The intervention of the political leaders has become extremely pressing, according to political sources, as there is increasing concern that bribery, which the provisions are intended to diminish, could decide the outcome of what is perceived to be a close election.
“This needs to happen before the general election, or you are leaving the door open to what could be possibly the last major area of malpractice that we have to deal with,” Director of Elections Danville Walker said last night.
He said that the situation was “grave” as there were indications that a number of electors were willing to sell their votes, and there were people equally willing and capable of purchasing those votes.
Walker confirmed that a letter giving a chronology of the events leading up to the deadlock is to be sent to both leaders.

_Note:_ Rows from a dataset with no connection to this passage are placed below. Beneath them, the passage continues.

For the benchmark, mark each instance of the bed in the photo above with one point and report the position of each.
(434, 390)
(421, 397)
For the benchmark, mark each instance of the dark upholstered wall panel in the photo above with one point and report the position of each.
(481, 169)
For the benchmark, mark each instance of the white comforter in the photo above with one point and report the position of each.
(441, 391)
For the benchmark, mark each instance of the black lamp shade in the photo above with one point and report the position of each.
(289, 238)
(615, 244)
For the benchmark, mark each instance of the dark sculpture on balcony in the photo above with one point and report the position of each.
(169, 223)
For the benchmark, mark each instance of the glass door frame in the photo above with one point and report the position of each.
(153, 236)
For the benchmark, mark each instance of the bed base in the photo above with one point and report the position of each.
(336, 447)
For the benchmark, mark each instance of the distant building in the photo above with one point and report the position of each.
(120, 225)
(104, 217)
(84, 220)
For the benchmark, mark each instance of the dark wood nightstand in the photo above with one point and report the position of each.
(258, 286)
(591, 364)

Political sources said members of the Electoral Commission were firmly against accepting the Senate’s amendments, which emanated from its April 2006 report to Parliament seeking to introduce measures against open balloting, in light of the convention.
The sources said, too, that the letter to the political leaders will highlight the fact that the penalties included in the three bills, currently before Parliament, were not the recommendations of the Commission. It is understood that the mandatory sentences were actually included by the Chief Parliamentary Counsel, acting on the instructions of the Attorney General’s Department (AG).
Walker refused to comment publicly on the issue, but our political sources told the Observer that the members were peeved that while the mandatory penalties came from the AG’s Department, it was the Attorney General himself, Senator A J Nicholson, who moved the amendments in the Senate, breaching a near 30-year-old convention under which Parliament has traditionally approved electoral proposals without change.
But the director of elections expressed serious concerns about what could happen in the upcoming elections, if the matter was not resolved in time.
He said that the Electoral Advisory Committee, the predecessor to the Electoral Commission, has covered nearly every major election malpractice over the last 10 years, including impersonation of voters, padding of voters’ lists with fictitious names and the stealing of ballot boxes and studding them with illegal votes.
“The one area that remains for us to find a solution to is bribery,” he said.
Walker added that over the last few years, there have been a number of reports from the former leaders of both parties about the use of bribes in elections.
He said that the best deterrent against bribery is to remove the methods by which the person offering the bribe can ensure that: “What they are paying for, they are going to get,” hence the decision to introduce provisions against open-voting.